The Patriots’ sluggish performance in the preseason added to the initial concern about Patricia and Judge having major roles with the offense. Neither Patrica nor Judge have much experience coaching on that side of the ball, with Patricia working on the defensive side for much of his career and Judge working on special teams for his.

Even though Patricia and Judge lack experience coaching an offense, Belichick believes his decision to give them major roles on the offensive side of the ball isn’t much different than how he’s replaced departed coordinators in the past.
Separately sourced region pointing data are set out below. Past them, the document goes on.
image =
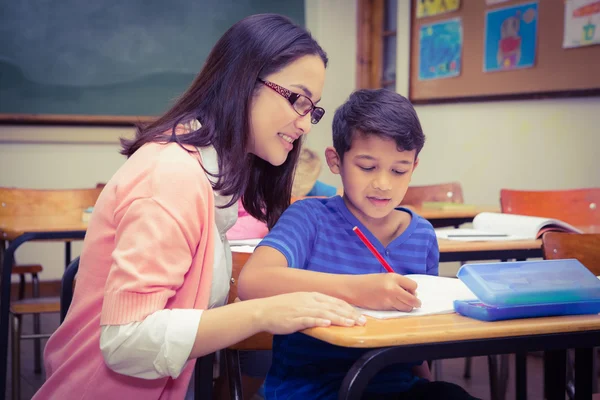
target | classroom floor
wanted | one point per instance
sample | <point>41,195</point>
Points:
<point>452,370</point>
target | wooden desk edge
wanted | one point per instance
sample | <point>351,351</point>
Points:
<point>481,330</point>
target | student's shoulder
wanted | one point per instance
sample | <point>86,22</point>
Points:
<point>421,225</point>
<point>315,205</point>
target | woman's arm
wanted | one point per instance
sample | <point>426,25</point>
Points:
<point>224,326</point>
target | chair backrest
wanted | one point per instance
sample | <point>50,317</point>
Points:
<point>579,207</point>
<point>17,202</point>
<point>443,192</point>
<point>583,247</point>
<point>263,340</point>
<point>66,288</point>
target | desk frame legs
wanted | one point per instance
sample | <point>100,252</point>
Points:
<point>5,288</point>
<point>554,345</point>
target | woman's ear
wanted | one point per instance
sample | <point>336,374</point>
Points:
<point>333,160</point>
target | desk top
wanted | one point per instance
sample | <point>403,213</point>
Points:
<point>446,328</point>
<point>432,214</point>
<point>13,227</point>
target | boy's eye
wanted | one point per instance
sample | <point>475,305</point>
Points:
<point>366,168</point>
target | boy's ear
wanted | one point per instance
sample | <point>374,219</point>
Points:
<point>333,160</point>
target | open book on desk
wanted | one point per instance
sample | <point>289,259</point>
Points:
<point>437,295</point>
<point>498,226</point>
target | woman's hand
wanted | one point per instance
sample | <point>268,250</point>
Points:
<point>385,291</point>
<point>292,312</point>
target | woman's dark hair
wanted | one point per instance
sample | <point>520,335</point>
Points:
<point>220,98</point>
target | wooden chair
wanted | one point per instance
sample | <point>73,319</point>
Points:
<point>579,207</point>
<point>586,249</point>
<point>41,203</point>
<point>442,192</point>
<point>262,341</point>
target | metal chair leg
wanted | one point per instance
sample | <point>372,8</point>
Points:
<point>234,374</point>
<point>16,357</point>
<point>203,377</point>
<point>498,373</point>
<point>21,286</point>
<point>468,363</point>
<point>37,345</point>
<point>437,370</point>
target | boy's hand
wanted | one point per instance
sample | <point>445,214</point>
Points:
<point>292,312</point>
<point>385,291</point>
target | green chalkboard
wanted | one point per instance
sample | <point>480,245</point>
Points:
<point>110,59</point>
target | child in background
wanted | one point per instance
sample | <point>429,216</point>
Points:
<point>377,138</point>
<point>305,185</point>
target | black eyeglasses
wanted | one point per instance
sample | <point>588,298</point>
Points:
<point>300,103</point>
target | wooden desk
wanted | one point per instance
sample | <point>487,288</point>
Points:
<point>13,227</point>
<point>18,230</point>
<point>451,335</point>
<point>451,217</point>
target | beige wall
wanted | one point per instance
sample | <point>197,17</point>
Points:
<point>535,144</point>
<point>486,146</point>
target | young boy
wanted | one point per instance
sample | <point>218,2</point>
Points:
<point>377,138</point>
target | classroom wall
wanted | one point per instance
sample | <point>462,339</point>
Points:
<point>546,144</point>
<point>533,144</point>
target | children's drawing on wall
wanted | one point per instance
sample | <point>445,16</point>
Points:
<point>510,37</point>
<point>582,23</point>
<point>440,49</point>
<point>428,8</point>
“I don’t see it any differently than it was in the last 22 years,” Belichick told Shaughnessy. “Look at our other offensive coordinators. We had Charlie [Weis]. Then Josh. He’d never called offensive plays. Billy O’Brien [who succeeded McDaniels] never called plays in the NFL. Josh came back. We’ve changed coaches in every area, multiple times.
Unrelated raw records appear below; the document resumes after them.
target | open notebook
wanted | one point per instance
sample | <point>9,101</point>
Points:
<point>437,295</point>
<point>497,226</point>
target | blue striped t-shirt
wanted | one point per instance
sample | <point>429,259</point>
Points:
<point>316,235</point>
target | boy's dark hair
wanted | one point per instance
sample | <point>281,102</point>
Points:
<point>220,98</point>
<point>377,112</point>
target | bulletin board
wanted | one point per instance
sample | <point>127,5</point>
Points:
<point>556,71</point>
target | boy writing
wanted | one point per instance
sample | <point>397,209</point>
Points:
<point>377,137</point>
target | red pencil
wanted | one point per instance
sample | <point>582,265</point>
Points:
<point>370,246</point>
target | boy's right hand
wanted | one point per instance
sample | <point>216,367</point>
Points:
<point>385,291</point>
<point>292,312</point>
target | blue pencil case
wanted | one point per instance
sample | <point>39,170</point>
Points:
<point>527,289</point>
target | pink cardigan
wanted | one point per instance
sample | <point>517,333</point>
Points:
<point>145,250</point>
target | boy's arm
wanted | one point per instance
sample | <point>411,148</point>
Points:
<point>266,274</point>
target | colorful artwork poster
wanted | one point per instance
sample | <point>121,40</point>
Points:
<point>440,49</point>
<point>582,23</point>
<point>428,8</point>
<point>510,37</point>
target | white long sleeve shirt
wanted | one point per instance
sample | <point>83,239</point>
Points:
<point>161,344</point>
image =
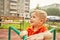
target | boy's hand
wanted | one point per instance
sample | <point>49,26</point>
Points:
<point>35,37</point>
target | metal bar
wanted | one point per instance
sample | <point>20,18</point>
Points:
<point>54,33</point>
<point>15,30</point>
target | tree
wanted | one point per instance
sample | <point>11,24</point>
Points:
<point>53,11</point>
<point>37,7</point>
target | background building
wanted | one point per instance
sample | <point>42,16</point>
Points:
<point>19,8</point>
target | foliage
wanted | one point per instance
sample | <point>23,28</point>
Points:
<point>53,11</point>
<point>20,26</point>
“Defensively, Matt Patricia had never called plays. Then he won a couple of Super Bowls. Brian Flores [who succeeded Patricia] had never called plays. That worked out all right. Steve [Belichick] has been calling defenses.

“We were pretty high up there statistically last year. We didn’t play well obviously in the Buffalo game and a couple of other games, but I wouldn’t say we had a bad year defensively. At least not statistically.

“We have plenty of coaches that didn’t have previous experience and it’s worked out pretty well with most of them, but not all of them.”

While the aforementioned coaches didn’t have much experience prior to their promotions, none of them had as little experience on coaching one side of the ball as Patricia and Judge do on offense entering this season. McDaniels was the quarterbacks coach for two seasons before he became the offensive coordinator in 2006. O’Brien worked in multiple offensive coaching roles for the Patriots for four seasons before getting promoted to offensive coordinator in 2011. He also had over a decade of working as an offensive assistant coach at multiple colleges before joining the Patriots in 2007.

Patricia worked in multiple defensive coaching roles for six seasons before becoming the defensive coordinator in 2012. Flores had seven seasons in similar roles before unofficially replacing Patricia for a season in 2018. Stephen Belichick also worked in other defensive coaching roles for seven seasons ahead of assuming his duties as the defensive play-caller.

Even though Patricia and Judge are working in new roles, former Patriots receiver Julian Edelman recently shared that all Patriots coaches get trained to work on both sides of the ball.

“Bill has a thing where when coaches are coming in, he’ll cross-train them,” Edelman said in an interview on WEEI’s “The Greg Hill Show” on Friday. “He’ll throw a defensive coach on the offensive side, make him learn the offensive side of the ball for three or four years, and then he brings them back to defense. So it’s not like Matty P has no information or no knowledge of the offense. This guy knows football.”

Belichick’s gamble will get its first official result on Sunday, when the Patriots open up the regular season against the Dolphins.